For most people, programming is the engineering discipline. I think that’s a very different art form. Software engineers are rarely dealing with the type of problems TAOCP is concerned about.

[–] [email protected] 19 points 4 weeks ago (1 children)

Why didn't you start with the fundamentals book Volume 1?

You just jumped directly into complex combinatorics and then complained that the material was too difficult.

[–] [email protected] 9 points 4 weeks ago* (last edited 4 weeks ago)

I find this validating 30 years after I spent weeks banging my head on these volumes. I meekly gave up and was not brave like you who called it what it was: horribly written

[–] thesmokingman 7 points 4 weeks ago

My degree is in combinatorics. All of the fancy words you’re not a fan of are core ideas (the Petersen graph is really neat). I view The Art… as an academic work for academics who aren’t necessarily excited about the real world (which is my approach to combinatorics). If you’re not one of those people, you’re not interested in becoming one of those people, or you don’t work/research something that needs incredible optimization, you can safely skip it. Once you go into heavy proofs, the utility is very debatable.

[–] CodeMonkey 6 points 4 weeks ago

TAOCS has a reputation for being very deep and thorough, not for being a good introductory text. One of my professors said that in his (very long) industrial career, he only met one person who actually read the books beginning to end but everyone looks something up in them once or twice.

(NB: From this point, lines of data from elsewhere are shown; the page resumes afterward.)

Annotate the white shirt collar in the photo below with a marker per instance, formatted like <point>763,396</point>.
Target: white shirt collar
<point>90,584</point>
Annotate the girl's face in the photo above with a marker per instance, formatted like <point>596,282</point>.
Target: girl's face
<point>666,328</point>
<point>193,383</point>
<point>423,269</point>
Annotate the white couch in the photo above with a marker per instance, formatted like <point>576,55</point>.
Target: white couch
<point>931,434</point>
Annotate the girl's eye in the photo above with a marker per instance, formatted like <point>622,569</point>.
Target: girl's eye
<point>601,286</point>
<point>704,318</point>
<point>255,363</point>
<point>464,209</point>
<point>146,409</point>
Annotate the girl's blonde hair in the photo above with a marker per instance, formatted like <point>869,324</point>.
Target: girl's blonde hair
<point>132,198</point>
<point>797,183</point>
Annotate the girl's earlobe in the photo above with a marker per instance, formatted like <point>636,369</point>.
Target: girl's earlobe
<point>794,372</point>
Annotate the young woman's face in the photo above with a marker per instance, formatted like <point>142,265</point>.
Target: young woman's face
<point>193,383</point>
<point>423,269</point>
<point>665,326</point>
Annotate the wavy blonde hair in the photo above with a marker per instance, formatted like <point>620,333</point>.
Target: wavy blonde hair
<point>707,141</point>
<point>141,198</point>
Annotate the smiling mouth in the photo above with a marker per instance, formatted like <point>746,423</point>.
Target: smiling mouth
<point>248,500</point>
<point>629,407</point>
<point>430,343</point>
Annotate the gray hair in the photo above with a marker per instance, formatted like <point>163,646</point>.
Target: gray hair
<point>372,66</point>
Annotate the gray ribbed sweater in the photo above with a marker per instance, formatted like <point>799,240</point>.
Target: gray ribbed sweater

That has been my experience. I once needed to find out how to solve a very specific problem (I think it was calculating statistical values on an infinite stream). I found the single copy of TAOCS in the office reference library, read the relevant section, and implemented the suggested algorithm.

[–] FizzyOrange 5 points 4 weeks ago

Yeah I mean it's definitely a reference volume of last resort, rather than a tutorial you would read cover to cover. Clearly a genius but he explains things as if you already understand them, and can also read his mind.

That said, for a lot of the content the only alternative is research papers and they are even less accessible. I definitely would only use it if I couldn't find answers anywhere else though.

[–] [email protected] 3 points 4 weeks ago

I don't think it's overhyped, at least I've never heard anyone hyping it up so much. I would be happy to recommend you other books if you want :)

I also don't think it's a big deal if you didn't like the book. I don't think even Knuth himself would be upset, really.